At the midpoint, “Dusty Train” sports a more positive guitar drive. Additionally, the perspective now addresses a type of emotional grounding, and subsequent confidence when up against anger from the other end. “Oh Darling” is a natural response to the song, feeling much like an exclamation mark. There’s much benefit here in its mellow, ballad-esque style, as it maintains the mood of the section while refreshing the album’s pace. From the latter point of the album onward, her grounded stance continues to shape the remainder of songs. “Don’t Think” has a type of swagger that, even with its light verse melody, enforces a state of mind free of heavy emotional attachment. By far the heaviest song is “This State of Love,” with a slightly overdriven lead melody comprising the intro, and a forthright chord sequence during the verses. This song also seems like a solid standout addressing the latter point. It addresses the various forms love assumes – the surge of joy to the extent of oblivious optimism, and the lingering spell of limerence that may reveal itself down the line. The titular “Stay” begins the notion of love in its most enduring form – that which encompasses patience, sincerity, and respect, while the following track, “The Great Artist” uses a broad-reaching painting analogy to highlight its importance. Bringing the album to an end is “Sit by the River,” a kind of humbling closer that shows appreciation for scenery, one of life’s many gifts.

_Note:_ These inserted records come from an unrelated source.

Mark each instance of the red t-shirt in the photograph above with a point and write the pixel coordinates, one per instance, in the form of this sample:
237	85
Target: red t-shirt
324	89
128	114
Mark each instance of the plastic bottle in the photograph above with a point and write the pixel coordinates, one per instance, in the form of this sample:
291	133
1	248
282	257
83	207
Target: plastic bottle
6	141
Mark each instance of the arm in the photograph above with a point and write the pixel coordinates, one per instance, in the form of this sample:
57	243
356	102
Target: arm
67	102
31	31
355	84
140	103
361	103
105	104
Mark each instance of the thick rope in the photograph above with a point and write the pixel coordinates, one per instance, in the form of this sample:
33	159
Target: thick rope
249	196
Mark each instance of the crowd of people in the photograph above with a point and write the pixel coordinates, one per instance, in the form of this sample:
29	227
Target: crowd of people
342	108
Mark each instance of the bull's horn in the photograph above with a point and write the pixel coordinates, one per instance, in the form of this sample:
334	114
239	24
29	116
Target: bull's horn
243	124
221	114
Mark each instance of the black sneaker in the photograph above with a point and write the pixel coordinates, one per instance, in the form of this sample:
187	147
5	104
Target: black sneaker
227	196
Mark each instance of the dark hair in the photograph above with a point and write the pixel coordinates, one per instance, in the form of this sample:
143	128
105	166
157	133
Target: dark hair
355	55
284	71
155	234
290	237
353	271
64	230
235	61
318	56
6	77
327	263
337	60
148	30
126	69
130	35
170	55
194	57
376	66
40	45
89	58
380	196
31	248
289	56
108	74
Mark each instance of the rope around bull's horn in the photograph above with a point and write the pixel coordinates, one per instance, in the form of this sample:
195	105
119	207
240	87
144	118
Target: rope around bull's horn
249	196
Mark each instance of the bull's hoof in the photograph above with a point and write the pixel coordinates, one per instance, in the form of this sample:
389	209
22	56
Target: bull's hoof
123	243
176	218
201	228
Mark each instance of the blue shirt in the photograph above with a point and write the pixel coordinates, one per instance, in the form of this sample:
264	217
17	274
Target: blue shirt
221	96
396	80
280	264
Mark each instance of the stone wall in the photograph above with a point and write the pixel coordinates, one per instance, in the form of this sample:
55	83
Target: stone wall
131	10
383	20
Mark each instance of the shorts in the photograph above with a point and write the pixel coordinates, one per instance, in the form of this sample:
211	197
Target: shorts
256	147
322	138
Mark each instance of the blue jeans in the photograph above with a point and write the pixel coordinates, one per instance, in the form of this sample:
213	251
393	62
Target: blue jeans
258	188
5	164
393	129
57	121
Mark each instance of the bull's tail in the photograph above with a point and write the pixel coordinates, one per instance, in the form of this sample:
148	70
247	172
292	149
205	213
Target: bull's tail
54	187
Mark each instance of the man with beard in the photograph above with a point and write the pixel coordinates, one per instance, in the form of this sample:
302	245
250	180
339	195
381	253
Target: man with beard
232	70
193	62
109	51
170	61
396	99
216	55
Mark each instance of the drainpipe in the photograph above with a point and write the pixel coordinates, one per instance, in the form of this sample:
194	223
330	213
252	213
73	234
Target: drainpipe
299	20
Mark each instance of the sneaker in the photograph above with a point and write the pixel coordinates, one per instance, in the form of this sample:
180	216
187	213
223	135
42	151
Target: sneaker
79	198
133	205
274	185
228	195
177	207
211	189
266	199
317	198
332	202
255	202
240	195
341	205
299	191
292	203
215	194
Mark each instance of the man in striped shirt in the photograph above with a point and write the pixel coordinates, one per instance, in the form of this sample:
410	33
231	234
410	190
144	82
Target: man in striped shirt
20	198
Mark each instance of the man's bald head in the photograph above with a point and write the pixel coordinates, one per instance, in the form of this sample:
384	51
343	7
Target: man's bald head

I found the song to serve its purpose extremely well, as it leaves me with an open-ended outlook, and ultimate appreciation of the journey presented.
Overall, Stay is a well-thought out playlist highlighting a young one’s path toward emotional maturity. Through her touching on a variety of emotions Ann Paul brings a much-needed sense of clarity to our understanding of romance – the bliss, strain, and confusion, but also the growth that we, in turn, acquire from our experiences. The album’s biggest strength comes not from a trite “true love conquers all” message, but instead, one that assures, “You’re still alive, and you’re doing fine.”